Comprar Coisas

O pai está sentando no sofá, com a televisão ligada, mas cochilando. O filho chega de fininho.

- Papai!

- To assistindo. – da um pulo no sofá.

- Ta sim.

Silencio.

- O que foi.

- Me arruma um dinheiro.

- Pra que te arrumar um dinheiro.

- Por que eu tenho que comprar umas coisas.

- Que coisas?

- Ah, umas coisas.

- Por que você não arruma um emprego.

- Porque eu só tenho 12 anos.

- Sabia que na sua idade eu já tava completando meu terceiro ano de firma?

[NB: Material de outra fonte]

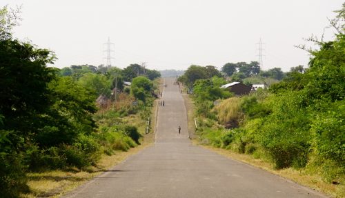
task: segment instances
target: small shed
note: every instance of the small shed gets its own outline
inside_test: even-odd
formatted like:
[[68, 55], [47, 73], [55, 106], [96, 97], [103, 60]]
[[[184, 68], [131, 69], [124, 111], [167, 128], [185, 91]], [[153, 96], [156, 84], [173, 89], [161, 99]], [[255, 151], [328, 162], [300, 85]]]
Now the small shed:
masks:
[[257, 90], [258, 88], [264, 89], [266, 88], [264, 84], [253, 84], [252, 86], [253, 90]]
[[108, 98], [103, 95], [101, 95], [96, 100], [97, 105], [100, 106], [105, 106], [108, 103]]
[[251, 86], [248, 86], [240, 82], [232, 82], [221, 86], [221, 88], [228, 89], [236, 95], [247, 95], [252, 90]]
[[124, 85], [125, 86], [130, 86], [130, 85], [131, 85], [131, 84], [132, 84], [132, 83], [131, 83], [131, 82], [126, 82], [126, 81], [124, 81]]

- É que naquela época a escravidão era liberada.

- Oi?

- Nada. Me arruma?

- Quanto?

- Cinquenta?

- QUANTO! – gritando.

- Cin – quen – ta!

- Pra que tudo isso.

- Já te falei, comprar umas coisas.

- Mas que coisas caras são essas.

- Se sabe, coisas, coisas.

- E não tem lugar que vende essas coisas mais barato?

- Pai.

- Dou vinte.

- Quarenta.

- vinte e cinco.

- Quarenta.

- trinta.

- Quarenta.

- Espera aí, isso não é negociar.

- Claro que é, eu abaixei dez reais do valor.

- Dou trinta e cinco e nada mais.

Silencio.

- Ta bom. – pega o dinheiro.

- Se você tivesse mantido a pose tinha dado quarenta. Tem que aprender a negociar.

- E se você tivesse mantido a pose nos vinte eu tinha aceitado. – fala e sai.

Ele volta a cochilar, ainda com a televisão ligada. A filha mais velha entra na sala de mansinho.

- Pai.

- Eu to assistindo, to assistindo. – toma outro susto.

- Eu percebi.

Se recompõe do susto.

- Faz quanto tempo que eu não digo que te amo?

- Desde a ultima vez que você pediu dinheiro.

- Você sabe como eu te amo né?!

- Eu não tenho dinheiro.

- Ah pai.

- Não vem com essa de “ah, pai”.

- Para o Rodrigo você da né.

- Eu só dei pra por que ele disse que tinha que comprar umas coisas.

- Que coisas?

- Você sabe, coisas, coisas.

- Que coisas um moloque de 12 anos tem que comprar?

- Boa pergunta.

Silencio.

- E aí.

- E o que?

- Me dá.

- Pra que você quer?

- Pra ir no cinema.

- Mas você não foi no cinema semana passada?

- Sim, mas agora vou ir ver o outro filme.

- Espera chegar na locadora.

- Paaaai.

- Só tenho vinte reais.

- Preciso de no mínimo trinta.

- Tenho vinte.

- E a pipoca?

- Leva de casa.

- Quem leva a pipoca de casa?

- Quem só tem o dinheiro pro ingresso.

- Nossa pai, imagina que estranho, todos os meus amigos comendo pipoca e só eu não. Da trinta pai.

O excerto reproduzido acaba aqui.